El texto de las citadas Conferencias, reunido con el de todas las pronunciadas durante las fiestas, imprimióse á expensas de la Universidad, en lujosísimo volumen, primorosamente encuadernado[184]. Al frente de cada serie de lecciones figuraba el retrato del profesor.
La Sesión de clausura, celebrada el 10 de Julio, fué muy solemne. Leyéronse en ella expresivas cartas de congratulación del Presidente de la República, Mr. MacKinley, de varios conspicuos miembros del Senado y, en fin, de muchos sabios ilustres nacionales y extranjeros; pronunció el Rector G. Stanley Hall, elocuente oración, en la cual, después de narrar la historia de la Universidad, enumeró los trabajos científicos realizados y trazó el programa de los futuros desarrollos. Siguió luego una especie de sermón de tonos elevados, pronunciado por el reverendo Dr. De Vinton; y, por último, previos los sendos encomios de ritual, fuimos los cinco profesores extranjeros investidos ceremoniosamente del grado de doctor honoris causa (Doctor en Derecho, según reza el diploma), acabando el acto con breves discursos de gracias.
El papel de huésped, más ó menos ilustre, resulta en América singularmente comprometido. Los yankis no se contentan con aprender del forastero; desean además ser juzgados por él. Velis nolis, no tuvimos más remedio que improvisar respuestas á las siguientes delicadas interrogaciones:
¿Qué defectos halla usted en nuestras Instituciones docentes? ¿Tendría usted la bondad de señalar las reformas urgentes ó las medidas encaminadas á perfeccionar la obra de nuestra Universidad?

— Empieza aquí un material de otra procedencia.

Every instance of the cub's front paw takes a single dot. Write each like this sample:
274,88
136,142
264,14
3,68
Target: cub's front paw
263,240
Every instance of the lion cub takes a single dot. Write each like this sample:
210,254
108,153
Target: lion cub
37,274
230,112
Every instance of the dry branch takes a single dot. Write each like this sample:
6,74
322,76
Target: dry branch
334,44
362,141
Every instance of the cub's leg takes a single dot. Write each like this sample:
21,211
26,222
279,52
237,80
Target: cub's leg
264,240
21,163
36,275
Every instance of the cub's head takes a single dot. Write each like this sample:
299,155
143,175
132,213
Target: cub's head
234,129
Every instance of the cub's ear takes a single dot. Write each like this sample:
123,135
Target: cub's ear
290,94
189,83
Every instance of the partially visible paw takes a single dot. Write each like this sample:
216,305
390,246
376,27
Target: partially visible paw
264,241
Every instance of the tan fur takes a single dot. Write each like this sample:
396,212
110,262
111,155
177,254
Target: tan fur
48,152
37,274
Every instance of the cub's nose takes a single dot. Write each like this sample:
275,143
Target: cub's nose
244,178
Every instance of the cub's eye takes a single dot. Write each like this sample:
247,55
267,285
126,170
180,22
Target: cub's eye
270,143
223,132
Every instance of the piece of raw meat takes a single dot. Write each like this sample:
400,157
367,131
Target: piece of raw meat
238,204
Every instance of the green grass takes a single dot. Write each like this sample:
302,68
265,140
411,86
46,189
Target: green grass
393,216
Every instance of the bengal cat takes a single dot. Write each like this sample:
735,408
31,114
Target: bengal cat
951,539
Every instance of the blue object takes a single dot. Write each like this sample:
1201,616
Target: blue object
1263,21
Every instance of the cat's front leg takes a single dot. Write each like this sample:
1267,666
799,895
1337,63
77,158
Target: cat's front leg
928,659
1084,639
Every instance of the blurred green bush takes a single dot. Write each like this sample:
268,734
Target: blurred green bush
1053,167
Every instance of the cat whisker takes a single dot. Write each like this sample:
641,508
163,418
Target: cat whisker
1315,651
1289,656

Claro es que rindiendo culto á la cortesía y á impulsos de la gratitud, nuestros juicios fueron incondicionalmente encomiásticos; sin embargo, al través del follaje retórico, apuntaban también algunas reformas útiles. Yo propuse para el cuadro de enseñanza de la Universidad, dos novedades: la creación de laboratorio de Investigaciones bacteriológicas y la de otro de Histología y Patología experimentales.
Mas en esto de las encuestas tuve peor suerte que mis compañeros. Mi calidad de español me constituía en blanco preferente de los reporteros políticos. Las periodistas, sobre todo, me asediaban día y noche. Querían saber de mí —¡ahí es nada!— los inconvenientes ó las ventajas que para los Estados Unidos podrían derivarse de la anexión de Cuba, Puerto Rico y Filipinas. ¡Era como mentar la soga en casa del ahorcado!
Salí del paso como pude de tan inoportunos entrometimientos, no sin incurrir, á causa quizás del mal humor, en bastantes ligerezas. ¡Espantado quedé al leer en los periódicos locales mis declaraciones políticas!...
Y menos mal que conseguí evitar á mi esposa los asaltos de aquellas implacables reporteras (solteronas típicas y genuinos representantes de lo que Ferrero llamó el tercer sexo), resueltas á sonsacar á ultranza la opinión de Mistress Cajal, tanto sobre el feminismo teórico, como sobre el estado en que se encontraba en nuestra patria la campaña de la emancipación de la mujer.
—En nuestro país —les respondí— vivimos por desgracia tan atrasados, que las mujeres se contentan todavía con ser femeninas y no feministas. Y al parecer, ello les basta para su felicidad y la del hogar.
Por no abusar de la paciencia del lector, omitiré los festejos, recepciones, festines y agasajos de todo género, de que fuimos objeto, tanto los huéspedes extranjeros como los representantes de las Universidades americanas, de parte del ilustre Rector y de los simpáticos profesores de la Clark University. Por lo que á mí toca, fuera, empero, ingratitud no consignar las atenciones y delicadezas que merecí á Mr. A. Gordon Webster, ilustrado profesor de Física, en cuyo hogar tuve el honor de conocer á la genuina mujer americana, culta, fuerte, hacendosa y exenta de enfadosos feminismos; y al Dr. A. Mayer, ferviente admirador y compatriota de A. Forel, en compañía del cual gusté el placer de visitar los principales establecimientos de beneficencia, y particularmente un magnífico Hospital consagrado al tratamiento de las enfermedades nerviosas y mentales; Hospital donde, por cierto, pude apreciar los inestimables servicios prestados por las señoritas enfermeras, jóvenes bien educadas, instruídas en los elementos de la medicina, y que sustituyen allí ventajosamente á nuestras hermanas de la Caridad.